As has been the trends over the past few years, student enrollment figures were up again after Christmas break, reaching over 1,200 students in our district. The construction of the new elementary school saw some delays due to inclement weather, but everything is getting back on track. And the district continues to support and advance on the workforce housing project.

For closing, I would like to make two announcements. The 2024-2025 SSD calendar was approved and is now available on our website (https://district.ssd6.org). Also, we are still looking for candidates for the SSD Budget Committee. If you are interested, please contact the District Office for more information on how to apply.

Thank you for your continued support and I wish everyone a pleasant winter season.

Curt Scholl — Superintendent

Kudos to Sisters City Council

To the Editor:

On January 31, The Nugget printed my letter to the editor regarding the City Council’s resolution regarding a temporary cold weather shelter.

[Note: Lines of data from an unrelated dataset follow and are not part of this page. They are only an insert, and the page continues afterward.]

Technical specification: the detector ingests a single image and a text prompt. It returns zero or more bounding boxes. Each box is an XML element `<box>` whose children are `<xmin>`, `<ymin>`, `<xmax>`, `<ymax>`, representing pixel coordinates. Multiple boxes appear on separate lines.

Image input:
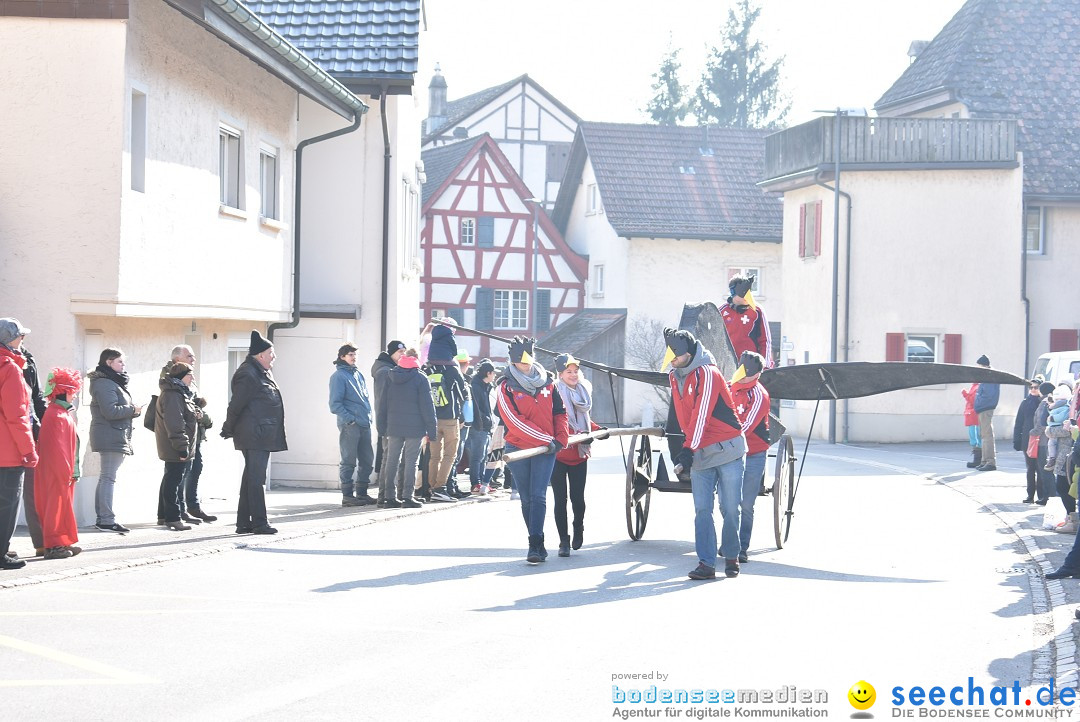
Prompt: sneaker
<box><xmin>687</xmin><ymin>561</ymin><xmax>716</xmax><ymax>580</ymax></box>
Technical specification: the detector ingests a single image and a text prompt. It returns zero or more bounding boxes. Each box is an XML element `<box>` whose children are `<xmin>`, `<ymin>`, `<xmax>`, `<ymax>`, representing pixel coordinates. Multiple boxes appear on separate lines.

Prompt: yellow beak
<box><xmin>660</xmin><ymin>346</ymin><xmax>675</xmax><ymax>373</ymax></box>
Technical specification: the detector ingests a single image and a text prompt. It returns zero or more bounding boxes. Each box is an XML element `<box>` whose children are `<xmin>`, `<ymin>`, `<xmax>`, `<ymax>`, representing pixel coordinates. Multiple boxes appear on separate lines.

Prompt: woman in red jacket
<box><xmin>33</xmin><ymin>368</ymin><xmax>82</xmax><ymax>559</ymax></box>
<box><xmin>551</xmin><ymin>354</ymin><xmax>603</xmax><ymax>557</ymax></box>
<box><xmin>496</xmin><ymin>336</ymin><xmax>568</xmax><ymax>564</ymax></box>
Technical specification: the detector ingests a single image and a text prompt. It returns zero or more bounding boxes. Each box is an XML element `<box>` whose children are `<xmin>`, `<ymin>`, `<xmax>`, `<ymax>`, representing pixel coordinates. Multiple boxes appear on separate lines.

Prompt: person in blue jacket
<box><xmin>330</xmin><ymin>343</ymin><xmax>375</xmax><ymax>506</ymax></box>
<box><xmin>974</xmin><ymin>355</ymin><xmax>1001</xmax><ymax>472</ymax></box>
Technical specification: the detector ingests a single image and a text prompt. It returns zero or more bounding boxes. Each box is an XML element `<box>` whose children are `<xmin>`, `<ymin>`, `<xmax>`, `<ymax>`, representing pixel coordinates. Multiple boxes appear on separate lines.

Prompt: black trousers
<box><xmin>237</xmin><ymin>449</ymin><xmax>270</xmax><ymax>529</ymax></box>
<box><xmin>551</xmin><ymin>461</ymin><xmax>589</xmax><ymax>539</ymax></box>
<box><xmin>0</xmin><ymin>466</ymin><xmax>24</xmax><ymax>557</ymax></box>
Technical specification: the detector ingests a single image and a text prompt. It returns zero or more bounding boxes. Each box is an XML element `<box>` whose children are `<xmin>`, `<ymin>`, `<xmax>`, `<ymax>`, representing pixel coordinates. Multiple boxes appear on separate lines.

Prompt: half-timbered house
<box><xmin>420</xmin><ymin>134</ymin><xmax>588</xmax><ymax>357</ymax></box>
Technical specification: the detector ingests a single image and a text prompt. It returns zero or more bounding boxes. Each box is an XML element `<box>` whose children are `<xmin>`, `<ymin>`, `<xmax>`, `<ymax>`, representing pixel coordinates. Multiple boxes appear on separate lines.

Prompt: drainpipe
<box><xmin>379</xmin><ymin>85</ymin><xmax>393</xmax><ymax>349</ymax></box>
<box><xmin>816</xmin><ymin>180</ymin><xmax>851</xmax><ymax>444</ymax></box>
<box><xmin>267</xmin><ymin>107</ymin><xmax>367</xmax><ymax>345</ymax></box>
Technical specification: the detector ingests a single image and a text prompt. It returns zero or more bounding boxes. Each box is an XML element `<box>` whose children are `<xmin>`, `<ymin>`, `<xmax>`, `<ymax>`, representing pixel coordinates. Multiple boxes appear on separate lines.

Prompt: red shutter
<box><xmin>799</xmin><ymin>203</ymin><xmax>807</xmax><ymax>258</ymax></box>
<box><xmin>885</xmin><ymin>333</ymin><xmax>907</xmax><ymax>360</ymax></box>
<box><xmin>813</xmin><ymin>201</ymin><xmax>820</xmax><ymax>256</ymax></box>
<box><xmin>945</xmin><ymin>333</ymin><xmax>962</xmax><ymax>364</ymax></box>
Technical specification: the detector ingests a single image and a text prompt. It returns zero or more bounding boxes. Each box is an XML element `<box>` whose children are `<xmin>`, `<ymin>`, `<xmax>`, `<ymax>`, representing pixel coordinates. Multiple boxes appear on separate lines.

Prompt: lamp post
<box><xmin>525</xmin><ymin>196</ymin><xmax>543</xmax><ymax>337</ymax></box>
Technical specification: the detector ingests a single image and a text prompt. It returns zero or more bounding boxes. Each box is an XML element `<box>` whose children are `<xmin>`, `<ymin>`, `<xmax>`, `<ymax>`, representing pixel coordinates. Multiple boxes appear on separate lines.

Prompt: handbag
<box><xmin>1027</xmin><ymin>432</ymin><xmax>1039</xmax><ymax>459</ymax></box>
<box><xmin>143</xmin><ymin>395</ymin><xmax>158</xmax><ymax>432</ymax></box>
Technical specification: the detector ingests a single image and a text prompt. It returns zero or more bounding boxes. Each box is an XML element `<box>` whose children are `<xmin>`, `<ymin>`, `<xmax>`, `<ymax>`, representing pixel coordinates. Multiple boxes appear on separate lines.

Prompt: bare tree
<box><xmin>625</xmin><ymin>316</ymin><xmax>672</xmax><ymax>414</ymax></box>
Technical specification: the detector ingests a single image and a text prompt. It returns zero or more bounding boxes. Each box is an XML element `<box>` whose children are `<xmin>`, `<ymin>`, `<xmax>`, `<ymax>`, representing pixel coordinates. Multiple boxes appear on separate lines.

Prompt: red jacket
<box><xmin>731</xmin><ymin>381</ymin><xmax>769</xmax><ymax>454</ymax></box>
<box><xmin>720</xmin><ymin>303</ymin><xmax>772</xmax><ymax>368</ymax></box>
<box><xmin>496</xmin><ymin>377</ymin><xmax>569</xmax><ymax>449</ymax></box>
<box><xmin>0</xmin><ymin>345</ymin><xmax>38</xmax><ymax>466</ymax></box>
<box><xmin>667</xmin><ymin>364</ymin><xmax>742</xmax><ymax>451</ymax></box>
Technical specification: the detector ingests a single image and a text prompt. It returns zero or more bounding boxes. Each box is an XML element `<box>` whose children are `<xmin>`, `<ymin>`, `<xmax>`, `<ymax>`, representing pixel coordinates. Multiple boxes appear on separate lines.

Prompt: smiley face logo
<box><xmin>848</xmin><ymin>680</ymin><xmax>877</xmax><ymax>709</ymax></box>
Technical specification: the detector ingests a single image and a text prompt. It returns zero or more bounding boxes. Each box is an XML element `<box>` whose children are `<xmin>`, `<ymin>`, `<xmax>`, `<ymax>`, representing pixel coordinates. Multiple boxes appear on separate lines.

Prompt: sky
<box><xmin>418</xmin><ymin>0</ymin><xmax>963</xmax><ymax>125</ymax></box>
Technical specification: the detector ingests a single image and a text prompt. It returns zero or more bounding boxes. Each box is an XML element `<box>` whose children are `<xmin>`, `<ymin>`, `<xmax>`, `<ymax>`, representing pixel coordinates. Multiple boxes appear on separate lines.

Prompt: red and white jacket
<box><xmin>720</xmin><ymin>303</ymin><xmax>772</xmax><ymax>368</ymax></box>
<box><xmin>496</xmin><ymin>376</ymin><xmax>569</xmax><ymax>449</ymax></box>
<box><xmin>0</xmin><ymin>345</ymin><xmax>38</xmax><ymax>466</ymax></box>
<box><xmin>667</xmin><ymin>364</ymin><xmax>742</xmax><ymax>451</ymax></box>
<box><xmin>731</xmin><ymin>381</ymin><xmax>769</xmax><ymax>454</ymax></box>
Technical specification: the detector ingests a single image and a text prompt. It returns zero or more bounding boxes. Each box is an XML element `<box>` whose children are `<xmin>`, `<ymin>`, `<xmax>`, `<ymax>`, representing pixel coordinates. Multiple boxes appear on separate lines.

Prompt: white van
<box><xmin>1031</xmin><ymin>351</ymin><xmax>1080</xmax><ymax>386</ymax></box>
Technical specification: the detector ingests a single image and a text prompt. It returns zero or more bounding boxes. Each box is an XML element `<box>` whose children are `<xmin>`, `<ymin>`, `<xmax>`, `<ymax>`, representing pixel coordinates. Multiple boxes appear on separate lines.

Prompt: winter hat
<box><xmin>0</xmin><ymin>316</ymin><xmax>30</xmax><ymax>345</ymax></box>
<box><xmin>510</xmin><ymin>336</ymin><xmax>537</xmax><ymax>364</ymax></box>
<box><xmin>168</xmin><ymin>362</ymin><xmax>193</xmax><ymax>379</ymax></box>
<box><xmin>247</xmin><ymin>330</ymin><xmax>273</xmax><ymax>356</ymax></box>
<box><xmin>41</xmin><ymin>368</ymin><xmax>82</xmax><ymax>398</ymax></box>
<box><xmin>555</xmin><ymin>354</ymin><xmax>581</xmax><ymax>373</ymax></box>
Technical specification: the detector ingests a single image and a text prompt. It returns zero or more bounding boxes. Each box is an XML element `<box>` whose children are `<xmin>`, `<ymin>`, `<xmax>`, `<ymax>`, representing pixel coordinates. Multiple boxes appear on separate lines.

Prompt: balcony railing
<box><xmin>765</xmin><ymin>115</ymin><xmax>1016</xmax><ymax>180</ymax></box>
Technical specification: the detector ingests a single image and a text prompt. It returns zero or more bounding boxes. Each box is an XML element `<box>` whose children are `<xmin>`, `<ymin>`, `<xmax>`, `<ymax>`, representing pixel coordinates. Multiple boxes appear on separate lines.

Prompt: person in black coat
<box><xmin>376</xmin><ymin>356</ymin><xmax>436</xmax><ymax>508</ymax></box>
<box><xmin>221</xmin><ymin>331</ymin><xmax>288</xmax><ymax>534</ymax></box>
<box><xmin>1013</xmin><ymin>379</ymin><xmax>1047</xmax><ymax>504</ymax></box>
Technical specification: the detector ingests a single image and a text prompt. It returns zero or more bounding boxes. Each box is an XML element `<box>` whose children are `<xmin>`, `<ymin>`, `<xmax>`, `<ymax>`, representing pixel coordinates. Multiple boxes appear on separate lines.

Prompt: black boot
<box><xmin>968</xmin><ymin>446</ymin><xmax>983</xmax><ymax>468</ymax></box>
<box><xmin>525</xmin><ymin>534</ymin><xmax>543</xmax><ymax>564</ymax></box>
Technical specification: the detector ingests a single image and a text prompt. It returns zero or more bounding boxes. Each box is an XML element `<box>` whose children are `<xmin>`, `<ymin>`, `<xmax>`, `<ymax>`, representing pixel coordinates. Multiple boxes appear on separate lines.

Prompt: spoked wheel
<box><xmin>772</xmin><ymin>434</ymin><xmax>795</xmax><ymax>549</ymax></box>
<box><xmin>626</xmin><ymin>436</ymin><xmax>653</xmax><ymax>542</ymax></box>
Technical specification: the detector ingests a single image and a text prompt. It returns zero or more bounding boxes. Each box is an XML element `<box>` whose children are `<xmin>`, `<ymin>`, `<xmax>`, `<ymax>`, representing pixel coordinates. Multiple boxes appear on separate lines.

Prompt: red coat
<box><xmin>720</xmin><ymin>303</ymin><xmax>772</xmax><ymax>368</ymax></box>
<box><xmin>496</xmin><ymin>377</ymin><xmax>569</xmax><ymax>449</ymax></box>
<box><xmin>33</xmin><ymin>401</ymin><xmax>79</xmax><ymax>548</ymax></box>
<box><xmin>0</xmin><ymin>345</ymin><xmax>38</xmax><ymax>467</ymax></box>
<box><xmin>667</xmin><ymin>364</ymin><xmax>742</xmax><ymax>451</ymax></box>
<box><xmin>731</xmin><ymin>381</ymin><xmax>769</xmax><ymax>454</ymax></box>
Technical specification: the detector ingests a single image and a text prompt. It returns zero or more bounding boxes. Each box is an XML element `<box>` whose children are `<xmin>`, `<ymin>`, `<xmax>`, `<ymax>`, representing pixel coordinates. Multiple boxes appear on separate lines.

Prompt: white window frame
<box><xmin>259</xmin><ymin>146</ymin><xmax>281</xmax><ymax>220</ymax></box>
<box><xmin>458</xmin><ymin>218</ymin><xmax>476</xmax><ymax>246</ymax></box>
<box><xmin>491</xmin><ymin>289</ymin><xmax>529</xmax><ymax>330</ymax></box>
<box><xmin>217</xmin><ymin>123</ymin><xmax>244</xmax><ymax>210</ymax></box>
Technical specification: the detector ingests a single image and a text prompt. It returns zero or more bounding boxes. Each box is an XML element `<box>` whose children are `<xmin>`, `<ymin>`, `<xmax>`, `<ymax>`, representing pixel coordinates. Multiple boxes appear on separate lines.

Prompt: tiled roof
<box><xmin>246</xmin><ymin>0</ymin><xmax>422</xmax><ymax>80</ymax></box>
<box><xmin>420</xmin><ymin>133</ymin><xmax>487</xmax><ymax>207</ymax></box>
<box><xmin>875</xmin><ymin>0</ymin><xmax>1080</xmax><ymax>195</ymax></box>
<box><xmin>553</xmin><ymin>122</ymin><xmax>783</xmax><ymax>243</ymax></box>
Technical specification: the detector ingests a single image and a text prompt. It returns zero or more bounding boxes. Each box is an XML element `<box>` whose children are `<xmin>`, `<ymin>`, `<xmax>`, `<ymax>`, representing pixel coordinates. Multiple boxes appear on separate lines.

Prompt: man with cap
<box><xmin>372</xmin><ymin>340</ymin><xmax>406</xmax><ymax>502</ymax></box>
<box><xmin>731</xmin><ymin>351</ymin><xmax>769</xmax><ymax>563</ymax></box>
<box><xmin>661</xmin><ymin>328</ymin><xmax>746</xmax><ymax>580</ymax></box>
<box><xmin>329</xmin><ymin>343</ymin><xmax>376</xmax><ymax>506</ymax></box>
<box><xmin>496</xmin><ymin>336</ymin><xmax>569</xmax><ymax>564</ymax></box>
<box><xmin>973</xmin><ymin>355</ymin><xmax>1001</xmax><ymax>472</ymax></box>
<box><xmin>0</xmin><ymin>318</ymin><xmax>38</xmax><ymax>570</ymax></box>
<box><xmin>720</xmin><ymin>275</ymin><xmax>772</xmax><ymax>368</ymax></box>
<box><xmin>221</xmin><ymin>330</ymin><xmax>288</xmax><ymax>534</ymax></box>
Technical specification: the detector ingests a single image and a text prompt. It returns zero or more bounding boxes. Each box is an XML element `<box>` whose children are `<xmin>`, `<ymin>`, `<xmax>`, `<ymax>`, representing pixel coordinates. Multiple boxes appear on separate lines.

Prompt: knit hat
<box><xmin>168</xmin><ymin>362</ymin><xmax>193</xmax><ymax>379</ymax></box>
<box><xmin>0</xmin><ymin>316</ymin><xmax>30</xmax><ymax>345</ymax></box>
<box><xmin>247</xmin><ymin>330</ymin><xmax>273</xmax><ymax>356</ymax></box>
<box><xmin>510</xmin><ymin>336</ymin><xmax>537</xmax><ymax>364</ymax></box>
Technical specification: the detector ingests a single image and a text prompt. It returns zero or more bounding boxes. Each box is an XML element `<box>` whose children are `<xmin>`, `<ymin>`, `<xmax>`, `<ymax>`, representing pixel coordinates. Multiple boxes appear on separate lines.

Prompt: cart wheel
<box><xmin>772</xmin><ymin>434</ymin><xmax>795</xmax><ymax>549</ymax></box>
<box><xmin>626</xmin><ymin>436</ymin><xmax>654</xmax><ymax>542</ymax></box>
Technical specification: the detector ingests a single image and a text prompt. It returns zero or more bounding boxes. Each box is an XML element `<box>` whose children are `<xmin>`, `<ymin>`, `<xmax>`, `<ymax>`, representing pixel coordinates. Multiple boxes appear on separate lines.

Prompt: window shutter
<box><xmin>476</xmin><ymin>288</ymin><xmax>495</xmax><ymax>328</ymax></box>
<box><xmin>945</xmin><ymin>333</ymin><xmax>962</xmax><ymax>364</ymax></box>
<box><xmin>537</xmin><ymin>288</ymin><xmax>551</xmax><ymax>333</ymax></box>
<box><xmin>885</xmin><ymin>333</ymin><xmax>907</xmax><ymax>360</ymax></box>
<box><xmin>476</xmin><ymin>216</ymin><xmax>495</xmax><ymax>248</ymax></box>
<box><xmin>1050</xmin><ymin>328</ymin><xmax>1080</xmax><ymax>352</ymax></box>
<box><xmin>799</xmin><ymin>203</ymin><xmax>807</xmax><ymax>258</ymax></box>
<box><xmin>813</xmin><ymin>201</ymin><xmax>820</xmax><ymax>256</ymax></box>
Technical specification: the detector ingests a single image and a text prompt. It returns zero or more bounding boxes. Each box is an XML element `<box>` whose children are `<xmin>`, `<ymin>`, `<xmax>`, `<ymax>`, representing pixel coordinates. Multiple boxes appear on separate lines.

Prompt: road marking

I have since learned that the City Council passed another resolution reflecting their desire to better meet the needs of our homeless community. I commend them for following up on the first resolution and attempting to deal with this difficult issue in a way that better addresses the needs of the homeless community in Sisters.

Rosemary Vasquez

To the Editor:

The pro-wolf mythology was narrowly represented in last week's letter to the editor. Specifically when it only mentions the Oregon Wolf Plan rules as it relates to domestic livestock. The dirty little secret unmentioned are the thousands of deer, elk, rabbits, squirrels, turkeys, etc., slaughtered each year by predators.

The only phrase hinting at the wolves’ effect on other wildlife populations was the generalization that they "only hunt the most vulnerable prey.” This is disingenuous at best.  

Ungulate (hoofed mammals) populations in Oregon are below the ODFW management objectives. Populations are declining in total based on the latest estimates. Population surveys are admittedly hard to estimate and herds might be even more in peril.

It wouldn't be fair to completely blame the wolf for herd declines, as cougars, coyotes, and bears take their share. Hunting these predators using dogs was the only effective management tool available until it was outlawed in 1994. Those predator populations are now virtually left unchecked. Now we have reintroduced an apex predator, a much more efficient killing machine. 

Wildlife survival is being threatened by development, habitat encroachment and poaching to name a few. Seems a bit short-sighted to justify supporting one wildlife or predator species over another. Coexisting in the animal world means one animal species must be eliminated to feed another. And at what cost is this experiment to taxpayers and wildlife populations? 

Sadly, even our wildlife can’t even escape the political morass. There are almost always unintended consequences to every political decision and certainly another side to the story that needs examined.